Recentemente, a Federal Trade Comission norte-americana, que junto com a Antitrust Division do Ministério da Justiça lá deles são as autoridades da concorrência dos EUA em nível federal, apresentaram um texto interessante junto à OCDE, intitulado “Techniques for Presenting Complex Economic Analysis to Judges“. Neste trabalho eles estabelecem 3 princípios básicos que devem ser seguidos na apresentação de casos antitruste junto às cortes:

Although the best practices in any particular case will depend on the particularities of the case and applicable procedural rules, the experience of the U.S. enforcement agencies suggests three general principles for efficiently and effectively presenting complex economic analysis to judges.

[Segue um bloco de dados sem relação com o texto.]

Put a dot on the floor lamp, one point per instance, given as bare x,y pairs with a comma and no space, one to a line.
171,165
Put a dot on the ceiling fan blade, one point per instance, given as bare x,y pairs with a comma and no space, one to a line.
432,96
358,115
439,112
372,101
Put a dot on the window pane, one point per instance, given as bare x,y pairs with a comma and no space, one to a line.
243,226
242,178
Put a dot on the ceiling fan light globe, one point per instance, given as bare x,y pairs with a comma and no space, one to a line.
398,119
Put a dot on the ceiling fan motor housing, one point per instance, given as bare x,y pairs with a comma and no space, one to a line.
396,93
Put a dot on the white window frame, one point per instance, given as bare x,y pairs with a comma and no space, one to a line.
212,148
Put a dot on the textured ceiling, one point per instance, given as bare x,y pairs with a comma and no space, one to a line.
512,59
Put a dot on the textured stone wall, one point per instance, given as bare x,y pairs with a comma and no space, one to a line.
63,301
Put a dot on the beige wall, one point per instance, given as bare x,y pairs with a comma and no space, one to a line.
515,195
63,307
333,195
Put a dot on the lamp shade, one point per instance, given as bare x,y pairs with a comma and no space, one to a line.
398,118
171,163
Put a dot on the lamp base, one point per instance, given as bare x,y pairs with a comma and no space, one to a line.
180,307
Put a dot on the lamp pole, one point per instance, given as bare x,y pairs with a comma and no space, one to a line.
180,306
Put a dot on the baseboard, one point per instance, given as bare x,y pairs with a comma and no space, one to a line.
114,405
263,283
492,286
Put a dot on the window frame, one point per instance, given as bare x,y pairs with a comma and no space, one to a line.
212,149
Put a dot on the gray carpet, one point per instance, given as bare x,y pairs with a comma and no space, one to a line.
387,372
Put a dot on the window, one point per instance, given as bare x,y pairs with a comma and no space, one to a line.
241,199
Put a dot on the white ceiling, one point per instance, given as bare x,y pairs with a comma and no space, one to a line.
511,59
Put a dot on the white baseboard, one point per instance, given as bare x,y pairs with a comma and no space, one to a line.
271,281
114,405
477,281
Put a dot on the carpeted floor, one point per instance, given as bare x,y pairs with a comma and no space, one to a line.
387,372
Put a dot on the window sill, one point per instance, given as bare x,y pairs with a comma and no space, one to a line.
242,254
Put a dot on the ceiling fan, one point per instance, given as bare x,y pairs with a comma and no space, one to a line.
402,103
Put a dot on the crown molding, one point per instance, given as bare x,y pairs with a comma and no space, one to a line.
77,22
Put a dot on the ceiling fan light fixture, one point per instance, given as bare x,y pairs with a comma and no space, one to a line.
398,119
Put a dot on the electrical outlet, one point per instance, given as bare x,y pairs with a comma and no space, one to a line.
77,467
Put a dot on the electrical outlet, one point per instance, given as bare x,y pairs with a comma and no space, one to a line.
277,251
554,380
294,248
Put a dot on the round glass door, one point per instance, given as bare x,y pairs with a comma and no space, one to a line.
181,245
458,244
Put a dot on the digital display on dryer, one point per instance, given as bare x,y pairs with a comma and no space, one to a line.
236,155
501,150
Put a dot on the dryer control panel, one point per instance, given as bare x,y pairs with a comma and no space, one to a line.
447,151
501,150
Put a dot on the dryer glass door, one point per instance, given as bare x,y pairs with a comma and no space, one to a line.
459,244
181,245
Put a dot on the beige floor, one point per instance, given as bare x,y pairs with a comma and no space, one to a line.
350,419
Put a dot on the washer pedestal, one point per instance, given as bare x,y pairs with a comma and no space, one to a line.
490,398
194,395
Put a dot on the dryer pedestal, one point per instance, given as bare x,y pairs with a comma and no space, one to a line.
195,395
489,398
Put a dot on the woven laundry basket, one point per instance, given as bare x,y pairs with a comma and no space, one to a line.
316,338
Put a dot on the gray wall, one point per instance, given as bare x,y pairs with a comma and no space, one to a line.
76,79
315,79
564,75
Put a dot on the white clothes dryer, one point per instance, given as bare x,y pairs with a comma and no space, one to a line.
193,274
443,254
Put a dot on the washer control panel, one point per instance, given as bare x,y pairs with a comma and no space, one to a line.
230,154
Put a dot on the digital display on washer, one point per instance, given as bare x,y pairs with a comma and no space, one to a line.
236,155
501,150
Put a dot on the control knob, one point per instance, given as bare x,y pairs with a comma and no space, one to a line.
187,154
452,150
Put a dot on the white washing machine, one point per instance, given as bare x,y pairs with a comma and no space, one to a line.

First, economic analysis should be fully integrated into the presentation of the case. It generally is counterproductive to treat economic analysis as a separate and discrete element of proof. Second, economic analysis should be fully and carefully explained in terms that are understandable, or a judge is not likely to rely on it. Third, the opinions of economists should be firmly grounded in the models and methods of economics and, when appropriate, be empirically validated. Economists are most persuasive when they do not stray outside their areas of expertise and do not adopt an advocacy posture in particular litigation.

É claro que o grande problema está no segundo princípio, já que por melhor que seja um expositor, dificilmente se chegará a algum lugar se o receptor não tiver a capacidade de receber a mensagem.